By Ishita Rastogi

One of my main worries of choosing UC Berkeley was the distance between Berkeley and Dallas, my hometown. 1,743 miles away from where I grew up sounded like I was a universe away—that’s a bit of an exaggeration, but a plane ride for transportation makes the distance sound terrifying. I soon began to realize that I wouldn’t be able to see my parents and sister until Thanksgiving break and I would only be able to contact them through the phone. Now that I’m living this experience, I’m glad I chose UC Berkeley as my destination for the next four years. Yes, I experience the above emotions from time to time when I’m missing my family back home, but I’m grateful for the friends I’ve made and the experiences that I will continue to make throughout my time here at Berkeley.

I remember going through that nerve-wracking journey of finding random roommates on Facebook only a few months ago. How was I expected to choose my roommates and hopefully potential best friends through one paragraph and a few pictures? The whole process just seemed a bit daunting, but I thought knowing at least a few things about my future roommates is better than going into the whole roommate situation completely random so I opted to match up with two people I found on Facebook. I’m thankful to have met these beautiful humans because they’ve made my high school to college transition so smooth. I can call them my roommates and best friends at Cal. As cliche as it sounds, we have each others backs. I’m glad I get to traverse my freshman journey with my roommates because I can always rely on them to pick me up during my tough times and laugh with me during the good times.
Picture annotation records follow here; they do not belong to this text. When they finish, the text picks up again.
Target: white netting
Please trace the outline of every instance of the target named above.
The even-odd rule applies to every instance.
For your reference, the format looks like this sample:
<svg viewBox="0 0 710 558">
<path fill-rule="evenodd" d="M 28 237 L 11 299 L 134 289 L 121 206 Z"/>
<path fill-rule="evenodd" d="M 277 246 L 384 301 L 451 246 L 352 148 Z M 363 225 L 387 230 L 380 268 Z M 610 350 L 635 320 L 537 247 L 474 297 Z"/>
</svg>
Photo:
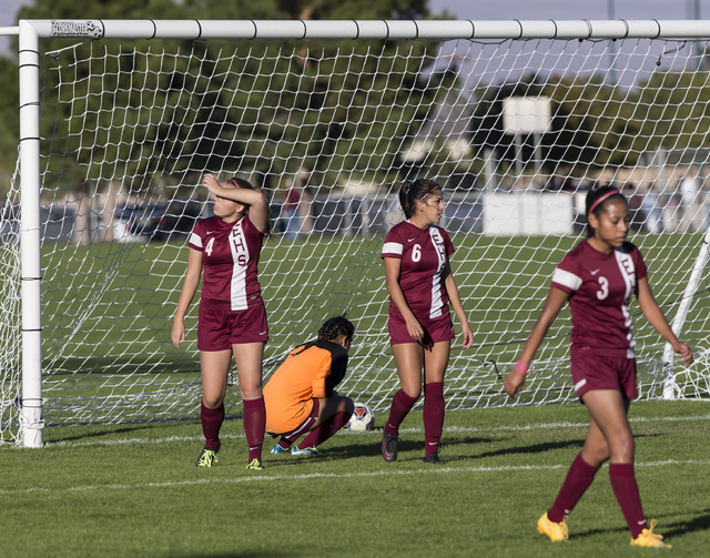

I’m content with how I fit in with my roommates, but that’s such a small part of UC Berkeley. There are classes, events, and organizations with such great variety. Walking down Calapalooza was an interesting experience. There were people handing out flyers left and right and it was like I was expected to know which specific organization was right for me—as if an organization was calling out to me. To be honest, I was grabbing each and every flyer that I could because I had no idea where I would fit in. I still don’t know where I fit in, but I think it’s a part of the learning process. I attended a plethora of info sessions that either encompassed my academic or vocational interests to see where I’d find my ideal community. Personally, many of the info sessions provided very similar information so it became difficult to decide which clubs I should participate and apply into. I soon realized that I wouldn’t know if an organization is right for me unless I apply and experience it.

Yes, the application process can be tedious and gruesome especially if there’s so many organizations, but applying to them became a wholesome experience. I’ve learned so much about myself—I developed patience and gained a better understanding of what I look for in organizations for the future. Now instead of applying to anything and everything in hopes of finding my place, I can look for my specific interests, ask familiar faces for their advice, and go from there. I know I will encounter more obstacles in the future, whether it’s in the realm of organizations or maybe something else, but at least I know I’m trying my best to take my current interests and molding them into something new with the opportunities that these organizations offer.